President Donald Trump is drawing a sharp line between his current economic agenda and the recent downturn on Wall Street, placing the blame squarely on the policies of the previous administration. As financial markets experience their worst start to a presidency since 1973, Trump is making one thing clear: this is the Biden economy unraveling.
In a statement posted to Truth Social, Trump wrote, “This is Biden’s Stock Market, not Trump’s. I didn’t take over until January 20th.” The comment was a direct response to headlines and analysts attempting to pin early 2025 economic woes on his incoming administration. Trump rejected that narrative entirely, calling the recent setbacks a symptom of what he dubbed the “Biden Overhang”—a leftover mix of mismanaged monetary policy, globalist trade practices, and reckless spending.
The U.S. economy contracted by 0.3% in the first quarter of 2025. It’s the first negative growth reported since early 2022 and a red flag to investors who were hoping for a smooth economic rebound. While some economists have blamed the downturn on a surge in imports, arguing businesses were stockpiling goods ahead of Trump’s proposed tariffs, the president wasn’t buying it.
“This has NOTHING TO DO WITH TARIFFS,” Trump said. “We’re cleaning up a mess that started long before I got back in office. The boom begins after we clear out Biden’s economic damage.”
Since his return to the White House, the markets have taken a hit. The Dow Jones has fallen nearly 7%, and the S&P 500 is down almost 8%—the steepest decline at the start of any presidency in over 50 years. Critics have seized on the numbers, claiming Trump’s aggressive trade posture is scaring off investors. But Trump and his economic team see things differently. They believe that short-term volatility is the price of restoring long-term American strength.
Trump’s America First agenda is once again front and center. His administration is working on a wave of new trade deals, restructuring corporate tax incentives, and pushing for full-scale reshoring of key industries. The goal: make the U.S. less dependent on adversarial nations like China, and bring supply chains back under American control.
Senior officials in the Trump administration have emphasized that these moves will pay off—but only after the remnants of Biden-era policies are rooted out. “We’re not here to please hedge funds,” one White House official noted. “We’re here to rebuild American production, manufacturing, and energy independence. That’s going to create real value, not paper profits.”
Trump’s defenders argue that the media is once again rushing to judgment, using short-term market movements to discredit a long-term vision.

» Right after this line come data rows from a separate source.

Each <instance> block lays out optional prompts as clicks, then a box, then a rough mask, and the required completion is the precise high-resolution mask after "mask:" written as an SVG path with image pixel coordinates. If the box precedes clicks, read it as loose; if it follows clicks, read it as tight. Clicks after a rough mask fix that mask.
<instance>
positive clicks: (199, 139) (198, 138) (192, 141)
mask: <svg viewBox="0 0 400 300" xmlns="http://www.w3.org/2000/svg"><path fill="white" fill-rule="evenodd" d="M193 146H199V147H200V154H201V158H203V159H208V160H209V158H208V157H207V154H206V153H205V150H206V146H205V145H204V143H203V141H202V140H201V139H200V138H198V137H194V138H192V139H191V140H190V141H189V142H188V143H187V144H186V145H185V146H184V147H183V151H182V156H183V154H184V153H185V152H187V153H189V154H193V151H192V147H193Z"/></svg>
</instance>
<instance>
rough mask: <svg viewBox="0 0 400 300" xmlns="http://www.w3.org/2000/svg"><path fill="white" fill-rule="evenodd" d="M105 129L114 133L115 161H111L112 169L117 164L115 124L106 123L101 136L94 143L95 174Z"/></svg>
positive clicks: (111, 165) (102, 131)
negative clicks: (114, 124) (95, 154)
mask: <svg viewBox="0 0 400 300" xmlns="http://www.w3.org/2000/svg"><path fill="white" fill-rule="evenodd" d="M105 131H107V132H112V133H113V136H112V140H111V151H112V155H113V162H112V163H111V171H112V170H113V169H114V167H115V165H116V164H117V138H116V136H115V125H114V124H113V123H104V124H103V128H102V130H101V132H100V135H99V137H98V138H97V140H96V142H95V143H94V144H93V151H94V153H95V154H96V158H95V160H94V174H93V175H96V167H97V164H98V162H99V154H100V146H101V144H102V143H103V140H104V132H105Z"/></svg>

They note that under Trump’s previous term, the economy experienced record growth, energy dominance, and a stock market that hit all-time highs before COVID-19 disrupted global economies.
Now, with inflation still lingering, housing affordability collapsing, and the national debt at unsustainable levels, Trump says his job is to reverse course—not to maintain a broken system. “The markets will rebound once the uncertainty of Biden’s policies is behind us,” Trump wrote. “We’re doing what needs to be done to bring America back—stronger than ever.”
As the 2026 midterms approach, Trump’s handling of the economy will remain a defining issue. His supporters see the early struggles not as a failure, but as evidence of the massive repair job required after four years of Democratic mismanagement. In their view, the only path forward is to stay the course—and let Trump finish what he started.